En el majestuoso Patio de Honor de Los Inválidos, el pasado 20 del corriente se llevó a cabo un concierto para recaudar fondos para la reconstrucción de la muy amada estructura. Con las últimas tecnologías de diseño gráfico, sus paredes se transformaron en lienzo para representar sus diferentes vistas. Quienes tuvimos la oportunidad de verlo, pudimos constatar la intensidad de las emociones de todo tipo de público, de todo tipo de cantantes, desde Mireille Mathieu hasta Los pequeños cantores de la cruz de madera, grupo de adolescentes afiliado a los distintos grupos corales de la catedral que han existido desde el Medioevo. Para los amantes de la música, la Escuela de Notre Dame ha representado una secuencia ininterrumpida de la crema y nata del talento francés en la materia.

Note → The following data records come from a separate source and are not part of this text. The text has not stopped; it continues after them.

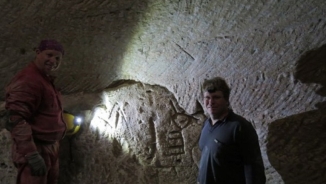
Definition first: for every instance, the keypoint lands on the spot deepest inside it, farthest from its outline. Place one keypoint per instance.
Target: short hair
(216, 84)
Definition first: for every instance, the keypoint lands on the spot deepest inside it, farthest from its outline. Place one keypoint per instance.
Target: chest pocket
(49, 99)
(225, 152)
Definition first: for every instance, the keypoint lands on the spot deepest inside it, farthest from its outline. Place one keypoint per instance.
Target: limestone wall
(136, 67)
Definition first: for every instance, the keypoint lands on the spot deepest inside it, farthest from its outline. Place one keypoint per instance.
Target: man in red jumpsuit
(35, 117)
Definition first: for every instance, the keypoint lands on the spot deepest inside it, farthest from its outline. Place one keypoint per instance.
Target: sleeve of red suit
(23, 96)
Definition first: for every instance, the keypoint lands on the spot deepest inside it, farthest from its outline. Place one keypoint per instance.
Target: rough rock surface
(135, 67)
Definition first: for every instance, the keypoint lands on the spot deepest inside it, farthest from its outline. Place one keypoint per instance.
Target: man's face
(48, 60)
(216, 105)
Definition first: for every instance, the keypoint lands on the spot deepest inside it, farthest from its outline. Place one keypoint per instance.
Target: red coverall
(33, 95)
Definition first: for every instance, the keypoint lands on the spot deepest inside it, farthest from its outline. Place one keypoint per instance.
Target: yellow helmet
(72, 123)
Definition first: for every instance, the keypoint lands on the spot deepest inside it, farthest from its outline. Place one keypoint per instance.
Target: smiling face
(48, 60)
(216, 105)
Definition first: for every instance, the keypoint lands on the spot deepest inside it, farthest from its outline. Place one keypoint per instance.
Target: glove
(36, 164)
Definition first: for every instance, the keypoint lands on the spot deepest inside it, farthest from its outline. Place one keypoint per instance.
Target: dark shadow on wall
(296, 144)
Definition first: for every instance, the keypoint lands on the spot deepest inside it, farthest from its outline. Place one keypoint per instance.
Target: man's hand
(36, 164)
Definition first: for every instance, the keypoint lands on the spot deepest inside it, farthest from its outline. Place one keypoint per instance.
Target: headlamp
(72, 122)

Hoy en día, los transeúntes de París caminan a los costados de Notre Dame y recogen con tristeza y agonía pedazos carbonizados de lo que se denominó como “el bosque”, pues alrededor de 11,000 robles fueron utilizados en la construcción del engranaje de carpintería de la flecha. Para los parisinos, son nuevas reliquias que piensan conservar con la ilusión de volver a disfrutar de la presencia de “su gran dama”.
Recuerdos de pasadas formas. A partir del 15 de abril de 2019, nuevas formas tendrán que acompañarla y acompañarnos. Afortunadamente –me digo-, más allá de esas formas está lo eterno.